Adaptive control offers excellent robustness to errors in control actuator magnitude and misalignment. These errors can stem from a host of sources such as mischaracterization of the control actuators, misalignment during assembly, and failures or degradation in the hardware. Additionally, there have been developments on using adaptive control to provide robustness to errors in the sign on the control actuator.
While not common, there have been several space missions that have encountered such an error, which can be caused by incorrect mounting of the hardware or miswiring during assembly. Correcting for this error requires substantial ground intervention since the typical attitude control law will destabilize the closed loop system under a sign error.
In particular, there have been instances where a reaction wheel of a spacecraft has been miswired during assembly, causing the reaction wheel to respond in the opposite direction to the commanded direction.

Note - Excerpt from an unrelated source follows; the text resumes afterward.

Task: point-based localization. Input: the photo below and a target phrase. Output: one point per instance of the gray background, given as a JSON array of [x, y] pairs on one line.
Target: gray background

One solution to this problem is to perform detailed ground testing to verify correct installation of control actuators, such as reaction wheels, as well as to characterize their effectiveness. However, ground testing does not always detect a reversed actuator.
Another solution is to perform on-orbit testing by sending open-loop commands to the spacecraft to either verify the expected response and/or perform system identification using the response. On-orbit open-loop testing and identification requires ground interaction which is cost and schedule intensive. In one known instance, reaction wheel miswiring on a spacecraft required substantial ground intervention to correct.
Without ground intervention, a reversed reaction wheel will result in system instability and potential loss of the spacecraft. Therefore it would be advantageous to provide an autonomous feedback control system to adapt to such error, thereby safeguarding against a potentially catastrophic loss.
Thus, there is a need for an adaptive control method that provides the ability to address control uncertainties in both the sign and magnitude of the control power of the system to ensure stability and command tracking. The adaptive control system must also function correctly and remain internally stable in spite of control limits, e.g., maximum reaction wheel torque.